# Need to find a constant in an x-axis equation

• mcdowellmg

## Homework Statement

A 2.2 kg particle moves along an x axis, being propelled by a variable force directed along that axis. Its position is given by x = 3.0 m + (4.0 m/s)t + ct2 - (2.6 m/s3)t3, with x in meters and t in seconds. The factor c is a constant. At t = 3.0 s, the force on the particle has a magnitude of 36 N and is in the negative direction of the axis. What is c?

F = m*a

## The Attempt at a Solution

I was given the hint: Acceleration is the second time derivative of the position function. The net force is related to the acceleration via Newton's second law.

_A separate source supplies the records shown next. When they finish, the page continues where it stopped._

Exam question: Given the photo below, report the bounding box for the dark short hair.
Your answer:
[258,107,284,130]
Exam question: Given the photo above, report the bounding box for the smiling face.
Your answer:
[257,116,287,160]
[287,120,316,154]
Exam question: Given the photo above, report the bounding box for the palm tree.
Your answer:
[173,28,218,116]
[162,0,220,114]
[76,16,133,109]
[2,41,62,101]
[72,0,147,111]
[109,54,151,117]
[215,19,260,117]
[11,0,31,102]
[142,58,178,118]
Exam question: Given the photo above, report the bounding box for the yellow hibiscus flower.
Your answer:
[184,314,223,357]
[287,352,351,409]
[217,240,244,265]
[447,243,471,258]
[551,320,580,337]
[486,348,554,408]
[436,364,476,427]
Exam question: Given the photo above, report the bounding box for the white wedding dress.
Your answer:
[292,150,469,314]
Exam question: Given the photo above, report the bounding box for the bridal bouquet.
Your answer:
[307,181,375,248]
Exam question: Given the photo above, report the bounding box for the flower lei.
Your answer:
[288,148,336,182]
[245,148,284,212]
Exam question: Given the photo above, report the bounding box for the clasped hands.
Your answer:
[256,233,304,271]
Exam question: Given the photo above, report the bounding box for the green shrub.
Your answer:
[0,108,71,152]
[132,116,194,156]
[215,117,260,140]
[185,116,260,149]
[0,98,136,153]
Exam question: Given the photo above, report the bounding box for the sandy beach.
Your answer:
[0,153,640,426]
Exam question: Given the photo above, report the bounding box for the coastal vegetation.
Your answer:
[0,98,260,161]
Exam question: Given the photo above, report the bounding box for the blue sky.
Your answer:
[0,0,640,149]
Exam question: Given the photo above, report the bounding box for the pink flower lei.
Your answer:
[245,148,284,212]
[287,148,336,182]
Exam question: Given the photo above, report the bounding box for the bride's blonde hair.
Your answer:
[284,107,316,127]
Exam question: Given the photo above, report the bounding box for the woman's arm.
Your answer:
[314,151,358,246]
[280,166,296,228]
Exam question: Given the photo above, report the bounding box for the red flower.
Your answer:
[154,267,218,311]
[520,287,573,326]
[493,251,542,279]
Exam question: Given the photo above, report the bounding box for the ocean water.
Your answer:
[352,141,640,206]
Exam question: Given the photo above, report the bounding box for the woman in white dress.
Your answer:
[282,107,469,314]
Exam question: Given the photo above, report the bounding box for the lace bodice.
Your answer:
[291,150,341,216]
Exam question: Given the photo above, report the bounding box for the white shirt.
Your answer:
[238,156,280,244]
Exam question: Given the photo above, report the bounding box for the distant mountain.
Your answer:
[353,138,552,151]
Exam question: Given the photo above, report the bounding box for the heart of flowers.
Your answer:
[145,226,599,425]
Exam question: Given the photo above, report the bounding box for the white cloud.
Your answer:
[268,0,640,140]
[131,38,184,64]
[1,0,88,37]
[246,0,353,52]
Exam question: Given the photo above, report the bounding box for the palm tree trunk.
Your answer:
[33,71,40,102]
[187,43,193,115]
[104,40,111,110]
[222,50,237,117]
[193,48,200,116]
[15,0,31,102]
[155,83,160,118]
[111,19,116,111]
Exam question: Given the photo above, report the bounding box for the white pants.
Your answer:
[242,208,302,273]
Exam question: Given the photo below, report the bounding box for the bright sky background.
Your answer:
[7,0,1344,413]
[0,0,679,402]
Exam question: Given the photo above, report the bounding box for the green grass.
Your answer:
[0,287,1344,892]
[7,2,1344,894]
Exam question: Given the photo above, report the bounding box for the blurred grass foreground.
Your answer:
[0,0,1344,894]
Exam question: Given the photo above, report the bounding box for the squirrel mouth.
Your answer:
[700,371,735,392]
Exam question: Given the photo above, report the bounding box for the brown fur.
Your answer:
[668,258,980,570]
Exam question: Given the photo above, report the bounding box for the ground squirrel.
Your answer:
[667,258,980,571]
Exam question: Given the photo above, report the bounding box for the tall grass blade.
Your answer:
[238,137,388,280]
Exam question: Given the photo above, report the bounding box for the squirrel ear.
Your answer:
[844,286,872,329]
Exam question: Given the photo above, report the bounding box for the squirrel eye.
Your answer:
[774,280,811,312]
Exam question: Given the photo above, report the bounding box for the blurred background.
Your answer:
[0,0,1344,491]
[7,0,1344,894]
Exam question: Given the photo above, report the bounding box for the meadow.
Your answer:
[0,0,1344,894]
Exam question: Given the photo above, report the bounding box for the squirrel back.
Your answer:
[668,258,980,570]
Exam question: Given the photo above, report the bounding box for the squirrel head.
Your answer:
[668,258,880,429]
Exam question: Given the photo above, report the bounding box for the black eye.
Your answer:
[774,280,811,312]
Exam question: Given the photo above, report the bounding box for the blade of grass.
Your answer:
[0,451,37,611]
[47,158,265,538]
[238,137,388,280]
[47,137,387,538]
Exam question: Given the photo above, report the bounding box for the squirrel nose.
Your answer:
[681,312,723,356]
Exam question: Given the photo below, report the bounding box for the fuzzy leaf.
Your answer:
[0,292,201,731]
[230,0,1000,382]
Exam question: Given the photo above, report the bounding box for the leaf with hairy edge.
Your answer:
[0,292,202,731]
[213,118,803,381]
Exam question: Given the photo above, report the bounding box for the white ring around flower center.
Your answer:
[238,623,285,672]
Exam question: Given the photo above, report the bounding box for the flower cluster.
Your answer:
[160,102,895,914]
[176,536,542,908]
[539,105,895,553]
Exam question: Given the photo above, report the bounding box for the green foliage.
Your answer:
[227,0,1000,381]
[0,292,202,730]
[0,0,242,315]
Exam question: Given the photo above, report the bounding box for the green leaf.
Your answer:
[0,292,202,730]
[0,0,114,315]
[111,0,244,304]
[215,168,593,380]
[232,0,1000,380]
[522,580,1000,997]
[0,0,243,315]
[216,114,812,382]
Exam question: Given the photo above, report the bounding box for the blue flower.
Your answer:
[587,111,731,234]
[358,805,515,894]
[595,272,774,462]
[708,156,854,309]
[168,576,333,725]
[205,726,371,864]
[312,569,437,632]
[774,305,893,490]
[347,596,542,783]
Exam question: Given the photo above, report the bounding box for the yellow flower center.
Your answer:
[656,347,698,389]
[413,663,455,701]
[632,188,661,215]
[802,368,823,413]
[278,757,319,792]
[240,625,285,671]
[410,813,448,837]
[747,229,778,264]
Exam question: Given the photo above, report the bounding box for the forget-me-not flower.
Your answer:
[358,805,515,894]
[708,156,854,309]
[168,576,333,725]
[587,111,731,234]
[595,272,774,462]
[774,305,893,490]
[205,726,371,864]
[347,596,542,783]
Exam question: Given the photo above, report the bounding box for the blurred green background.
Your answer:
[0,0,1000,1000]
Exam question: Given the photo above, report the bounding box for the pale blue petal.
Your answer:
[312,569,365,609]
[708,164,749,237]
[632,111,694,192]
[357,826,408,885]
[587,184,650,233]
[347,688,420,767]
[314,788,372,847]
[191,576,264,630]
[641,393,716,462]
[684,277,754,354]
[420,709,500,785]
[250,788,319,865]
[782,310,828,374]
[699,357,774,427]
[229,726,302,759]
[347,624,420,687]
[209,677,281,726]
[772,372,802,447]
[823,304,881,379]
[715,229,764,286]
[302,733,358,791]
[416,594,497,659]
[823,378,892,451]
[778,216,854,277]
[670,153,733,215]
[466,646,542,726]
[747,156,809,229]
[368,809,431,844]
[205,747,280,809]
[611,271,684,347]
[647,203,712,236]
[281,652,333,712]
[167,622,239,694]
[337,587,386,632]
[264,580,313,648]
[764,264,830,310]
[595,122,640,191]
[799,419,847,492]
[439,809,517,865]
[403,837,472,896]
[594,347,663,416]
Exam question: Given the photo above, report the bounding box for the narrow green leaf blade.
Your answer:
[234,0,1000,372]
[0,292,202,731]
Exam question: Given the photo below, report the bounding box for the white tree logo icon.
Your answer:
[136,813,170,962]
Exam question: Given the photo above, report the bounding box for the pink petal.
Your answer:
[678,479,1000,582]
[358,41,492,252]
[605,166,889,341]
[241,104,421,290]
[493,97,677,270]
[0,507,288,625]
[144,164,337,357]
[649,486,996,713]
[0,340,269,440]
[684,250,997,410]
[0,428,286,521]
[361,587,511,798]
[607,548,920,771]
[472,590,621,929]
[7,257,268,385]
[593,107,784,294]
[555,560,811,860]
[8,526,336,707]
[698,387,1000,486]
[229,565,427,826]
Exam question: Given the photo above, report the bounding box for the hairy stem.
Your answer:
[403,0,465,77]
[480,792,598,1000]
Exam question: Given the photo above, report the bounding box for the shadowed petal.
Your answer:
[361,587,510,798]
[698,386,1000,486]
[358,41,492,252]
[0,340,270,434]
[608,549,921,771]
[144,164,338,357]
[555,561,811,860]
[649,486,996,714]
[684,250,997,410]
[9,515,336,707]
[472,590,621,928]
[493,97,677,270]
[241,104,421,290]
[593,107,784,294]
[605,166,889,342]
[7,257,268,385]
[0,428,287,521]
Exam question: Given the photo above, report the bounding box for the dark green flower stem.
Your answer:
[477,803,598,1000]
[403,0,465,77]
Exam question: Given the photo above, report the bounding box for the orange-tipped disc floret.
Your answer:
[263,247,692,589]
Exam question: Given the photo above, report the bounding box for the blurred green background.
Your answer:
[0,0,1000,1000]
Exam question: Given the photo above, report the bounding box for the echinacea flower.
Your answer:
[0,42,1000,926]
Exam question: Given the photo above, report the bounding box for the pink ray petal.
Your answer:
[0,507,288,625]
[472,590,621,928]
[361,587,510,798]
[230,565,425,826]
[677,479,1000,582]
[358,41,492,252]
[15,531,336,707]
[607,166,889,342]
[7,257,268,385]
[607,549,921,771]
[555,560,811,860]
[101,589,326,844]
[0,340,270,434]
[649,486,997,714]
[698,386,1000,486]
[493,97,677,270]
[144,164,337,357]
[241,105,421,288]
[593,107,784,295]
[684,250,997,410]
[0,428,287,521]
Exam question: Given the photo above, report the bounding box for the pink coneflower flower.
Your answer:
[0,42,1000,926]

I tried to take the 2nd derivative of the x equation, but I am not sure if I am doing it right because of all of the m's and m/s's, etc. along with the c and the t's.
I ended up getting 4+c*2t+t^2-7.8t^2 and then 2c-11.6t as my second derivative. (I had 2c-15.6t at first, but I think I had the product rule wrong in the first derivative then...)
I then solved a = 2c - 11.6(3) as 16.364 = 2c - 34.8, because 16.364 is the acceleration I found by dividing 36/2.2 (F/m). That solves for c as 25.58200. Apparently that is wrong, and I don't know why!

Because the position has a $$t^3$$ term, the force must be time dependent. The $$t^2$$ term must arise from the constant part of the force, but you must use the $$t^3$$ term to isolate that part. The best way to do this is to derive this position function from Newton's law using a time-dependent force.

I think that I may have forgotten that the 36 N is negative...which would be -36/2.2...so -16.364 = 2c - 34.8 would give me a different c, which I believe may be correct.

## Homework Statement

A 2.2 kg particle moves along an x axis, being propelled by a variable force directed along that axis. Its position is given by x = 3.0 m + (4.0 m/s)t + ct2 - (2.6 m/s3)t3, with x in meters and t in seconds. The factor c is a constant. At t = 3.0 s, the force on the particle has a magnitude of 36 N and is in the negative direction of the axis. What is c?

F = m*a

## The Attempt at a Solution

I was given the hint: Acceleration is the second time derivative of the position function. The net force is related to the acceleration via Newton's second law.

I tried to take the 2nd derivative of the x equation, but I am not sure if I am doing it right because of all of the m's and m/s's, etc. along with the c and the t's.
I ended up getting 4+c*2t+t^2-7.8t^2
I presume you mean you got this as the first derivative- the velocity. Is that "t^2" a typo? It shouldn't be there and its derivartive, 2t, does not appear in your second derivative.

and then 2c-11.6t as my second derivative. (I had 2c-15.6t at first, but I think I had the product rule wrong in the first derivative then...)
No, the derivative of x= 3.0 m + (4.0)t + ct^2 - (2.6)t^3 is dx/dt= 4+ 2ct- 7.8t^2 and the second derivative is d^2x/dt^2= 2\c- 15.6t. 2(7.8)= 15.8. Even if that "t^2" in the first derivative was intended and you included it with "-7.8t^2" to get "-6.8t^2" the dervative would be "-13.6t", not "-11.6t".

I then solved a = 2c - 11.6(3) as 16.364 = 2c - 34.8, because 16.364 is the acceleration I found by dividing 36/2.2 (F/m). That solves for c as 25.58200. Apparently that is wrong, and I don't know why!
You should have 2c- 15.6(3)= 2c- 46.8= (-36/2.2)= -16.36 to two decimal places.